Our results show that the deterioration of self-rated health or memory may predispose older adults to digital exclusion and dropping out of important services that they would need. This is congruent with previous findings associating poor self-rated health with lower computer and Internet use (Creschi et al., 2010; Helsper and Reisdorf, 2015). Older adults with poor health have been found to be less likely to use patient portals than those with good health (Gordon and Hornbrook, 2016). Cognitive and physical impairments have been mentioned as barriers to the use of a personal health record among residents living in subsidised housing projects (Lober et al., 2006). Cognitive functioning has been found to be better among those older adults who use the Internet daily compared with those who do not use the Internet daily (Wu et al., 2019). Our results add to these findings, showing that not just their level of health and functioning but also their deterioration are important barriers to the use of Internet. However, also partially inconsistent findings exist showing that long-term illness or disability might be associated with higher Internet use among general population (e.g. Andreassen et al., 2007).
However, there is little and partly contradictory knowledge as to whether the direction of the association could also work the other way around, that is, whether the use of the Internet would help to maintain good cognitive functioning (Chan et al., 2016; Choi et al., 2021; Slegers et al., 2009). A recent study showed support for this, showing that Internet usage increases cognitive functioning among older people in a longitudinal data design (Green et al., 2021). Thus, a reinforcing spiral is possible here, that is, cognitive functioning affects the Internet use, which in turn, affects the cognitive functioning.

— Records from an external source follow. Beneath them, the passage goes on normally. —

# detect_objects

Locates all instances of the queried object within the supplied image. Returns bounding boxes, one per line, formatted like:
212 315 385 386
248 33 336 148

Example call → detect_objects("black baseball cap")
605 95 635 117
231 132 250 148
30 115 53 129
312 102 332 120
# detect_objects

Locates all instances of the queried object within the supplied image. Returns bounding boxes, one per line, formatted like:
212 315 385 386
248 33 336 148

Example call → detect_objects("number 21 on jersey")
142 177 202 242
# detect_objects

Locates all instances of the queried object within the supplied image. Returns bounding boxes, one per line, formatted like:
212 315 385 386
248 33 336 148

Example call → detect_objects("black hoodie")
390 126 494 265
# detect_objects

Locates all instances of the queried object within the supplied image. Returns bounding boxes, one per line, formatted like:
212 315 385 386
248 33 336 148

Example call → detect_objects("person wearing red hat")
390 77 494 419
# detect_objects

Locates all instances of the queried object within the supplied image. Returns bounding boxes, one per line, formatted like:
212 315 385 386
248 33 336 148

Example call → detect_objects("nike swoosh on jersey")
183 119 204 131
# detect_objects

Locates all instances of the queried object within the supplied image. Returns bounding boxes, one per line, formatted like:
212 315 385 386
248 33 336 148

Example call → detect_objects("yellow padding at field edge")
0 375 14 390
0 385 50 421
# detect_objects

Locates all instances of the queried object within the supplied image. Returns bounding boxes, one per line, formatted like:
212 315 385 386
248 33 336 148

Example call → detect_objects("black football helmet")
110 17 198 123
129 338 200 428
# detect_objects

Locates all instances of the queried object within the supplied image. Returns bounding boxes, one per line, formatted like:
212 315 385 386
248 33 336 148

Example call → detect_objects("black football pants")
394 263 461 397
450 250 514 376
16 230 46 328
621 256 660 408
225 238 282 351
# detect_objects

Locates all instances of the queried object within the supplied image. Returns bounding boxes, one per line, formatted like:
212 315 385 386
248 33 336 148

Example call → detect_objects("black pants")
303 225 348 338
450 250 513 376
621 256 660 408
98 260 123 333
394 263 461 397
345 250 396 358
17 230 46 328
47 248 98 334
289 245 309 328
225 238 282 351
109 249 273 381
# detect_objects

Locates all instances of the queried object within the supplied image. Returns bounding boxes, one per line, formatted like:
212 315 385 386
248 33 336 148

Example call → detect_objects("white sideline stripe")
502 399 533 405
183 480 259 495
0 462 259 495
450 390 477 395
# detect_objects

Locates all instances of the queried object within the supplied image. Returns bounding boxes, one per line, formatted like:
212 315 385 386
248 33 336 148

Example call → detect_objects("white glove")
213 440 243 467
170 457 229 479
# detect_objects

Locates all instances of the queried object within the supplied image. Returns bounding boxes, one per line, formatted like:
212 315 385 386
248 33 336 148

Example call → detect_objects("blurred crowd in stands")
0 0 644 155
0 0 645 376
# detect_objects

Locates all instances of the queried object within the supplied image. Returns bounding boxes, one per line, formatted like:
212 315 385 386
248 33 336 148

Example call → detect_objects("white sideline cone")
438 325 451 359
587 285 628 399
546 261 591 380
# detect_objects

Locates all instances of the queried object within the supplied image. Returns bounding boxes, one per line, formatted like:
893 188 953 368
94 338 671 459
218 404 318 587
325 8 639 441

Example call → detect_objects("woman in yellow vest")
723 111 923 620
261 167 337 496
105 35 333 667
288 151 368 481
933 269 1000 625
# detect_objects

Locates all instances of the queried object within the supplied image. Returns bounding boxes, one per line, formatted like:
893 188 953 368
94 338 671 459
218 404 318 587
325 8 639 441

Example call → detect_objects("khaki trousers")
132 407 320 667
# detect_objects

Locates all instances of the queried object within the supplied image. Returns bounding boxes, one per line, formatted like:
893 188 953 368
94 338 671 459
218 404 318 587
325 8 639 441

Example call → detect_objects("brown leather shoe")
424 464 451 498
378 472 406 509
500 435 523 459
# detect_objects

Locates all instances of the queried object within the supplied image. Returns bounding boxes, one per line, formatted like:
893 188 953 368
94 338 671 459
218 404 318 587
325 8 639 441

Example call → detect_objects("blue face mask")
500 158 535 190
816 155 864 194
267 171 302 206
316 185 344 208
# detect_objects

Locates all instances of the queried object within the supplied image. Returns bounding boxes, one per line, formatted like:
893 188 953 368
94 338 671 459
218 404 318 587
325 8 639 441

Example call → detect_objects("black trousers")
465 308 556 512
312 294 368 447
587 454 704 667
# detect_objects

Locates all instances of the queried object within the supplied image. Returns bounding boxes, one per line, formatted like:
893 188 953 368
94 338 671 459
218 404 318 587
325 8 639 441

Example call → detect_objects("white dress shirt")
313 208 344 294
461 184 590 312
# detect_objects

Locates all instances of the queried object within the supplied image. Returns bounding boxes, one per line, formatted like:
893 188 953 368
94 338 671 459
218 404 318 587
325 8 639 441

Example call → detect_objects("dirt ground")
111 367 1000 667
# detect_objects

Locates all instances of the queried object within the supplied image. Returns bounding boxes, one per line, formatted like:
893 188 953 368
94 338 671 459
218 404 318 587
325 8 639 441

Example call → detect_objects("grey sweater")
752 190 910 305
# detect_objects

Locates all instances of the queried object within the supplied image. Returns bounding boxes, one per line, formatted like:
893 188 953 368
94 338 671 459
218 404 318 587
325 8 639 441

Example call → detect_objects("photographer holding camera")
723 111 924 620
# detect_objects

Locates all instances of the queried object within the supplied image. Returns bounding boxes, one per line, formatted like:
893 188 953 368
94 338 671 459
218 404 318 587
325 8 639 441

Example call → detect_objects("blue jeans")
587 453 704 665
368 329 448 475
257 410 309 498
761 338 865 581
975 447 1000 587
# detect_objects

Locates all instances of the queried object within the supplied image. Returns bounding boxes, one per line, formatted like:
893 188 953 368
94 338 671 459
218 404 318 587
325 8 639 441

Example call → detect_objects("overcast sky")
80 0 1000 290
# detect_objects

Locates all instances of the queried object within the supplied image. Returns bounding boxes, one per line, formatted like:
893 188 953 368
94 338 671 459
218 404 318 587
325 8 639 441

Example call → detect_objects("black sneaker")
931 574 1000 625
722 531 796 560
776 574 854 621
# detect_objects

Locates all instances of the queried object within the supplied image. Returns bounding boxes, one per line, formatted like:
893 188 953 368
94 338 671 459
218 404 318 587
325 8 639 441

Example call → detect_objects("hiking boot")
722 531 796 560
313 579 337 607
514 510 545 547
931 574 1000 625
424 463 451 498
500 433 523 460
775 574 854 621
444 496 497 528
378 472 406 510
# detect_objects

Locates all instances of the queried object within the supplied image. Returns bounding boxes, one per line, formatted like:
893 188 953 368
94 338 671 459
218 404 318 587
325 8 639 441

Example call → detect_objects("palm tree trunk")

Older persons’ social offline resources seem to be an important determinant for Internet use, and according to our results, a change to living alone may predispose a person to dropping out of digital services. We found that older adults whose household size had declined to one during the study period were likely to have decreased their Internet use during the study period. This is consistent with previous findings showing the importance of social participation and having a partner for Internet use and benefitting from the Internet (Creschi et al., 2010; Heponiemi et al., 2020; Van Deursen and Helsper, 2015). Moreover, our finding corresponds to a previous finding showing the association between social isolation and lower Internet/email use among older people (Stockwell et al., 2021). In addition, it has been shown among older people that the lack of Internet use is associated with feelings of social exclusion (Seifert et al., 2018).
Encouragement by family and friends has previously been associated with Internet use among older adults, and family and friends have been found to be the most helpful sources when learning how to use the Internet (Friemel, 2014). Social networks also help to motivate older adults to use the Internet and may also provide secondhand access (Friemel, 2014). Thus, a change to living alone may decrease encouragement and motivation. Older persons living alone may lack a person who could teach them Internet use and such a person would perhaps also offer a device which they could use. Indeed, it has previously been found that households with younger people are more likely to be digitally included (Bunyan and Collins, 2013). Moreover, a previous study suggests that there is a greater need for technological support when age increases – often associated with a decrease in the support from family, friends and colleagues (Tirado-Morueta et al., 2021). As help is not easily available for everyone, adequate support and assistance for the use of the Internet for different purposes is crucial and should be available in a variety of easily accessible formats and channels.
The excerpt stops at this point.